StablR EURR and USDR depeg after multisig key breach

On May 24, StablR’s EURR and USDR stablecoins lost their pegs on Ethereum after an attacker with a compromised private key took control of the project’s 1-of-3 minting multisig and minted new tokens. Blockchain security firm Blockaid identified the exploit and tracked the fund movements.

The attacker added their own address as an owner, removed the two legitimate signers and minted 8.35 million USDR and 4.5 million EURR. At peg, those newly minted tokens had a combined face value of about $10.4 million.

Thin liquidity on decentralized exchanges limited how much the attacker could convert. Swapping the freshly minted tokens through shallow pools yielded roughly 1,115 ETH, about $2.8 million, according to Blockaid’s tracking. The selling pressure pushed EURR down about 20% on monitored Ethereum liquidity pools and caused USDR to lose its dollar peg.

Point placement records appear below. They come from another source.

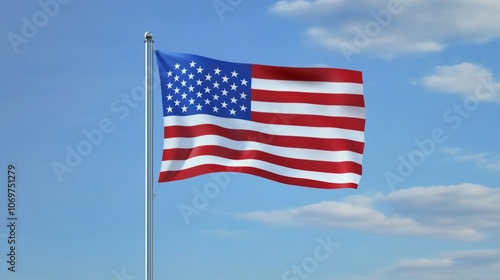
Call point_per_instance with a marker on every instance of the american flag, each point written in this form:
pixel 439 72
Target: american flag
pixel 297 126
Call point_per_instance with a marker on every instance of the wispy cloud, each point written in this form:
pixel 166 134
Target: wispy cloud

Blockaid attributed the breach to a private key compromise rather than a smart contract flaw and described the incident as ‘a key management and governance failure.’ The firm posted the affected token addresses and provided real-time monitoring of the moved funds.

StablR is licensed as an Electronic Money Institution in Malta and operates under the EU’s Markets in Crypto-Assets Regulation (MiCA). The company received a strategic investment from Tether in late 2024. StablR has not publicly detailed a response plan or recovery measures related to the breach.

A similar incident at another stablecoin issuer earlier in 2026 used comparable mechanics, where a single compromised key enabled unauthorized minting. Security firms continue to report private key compromises affecting decentralized finance.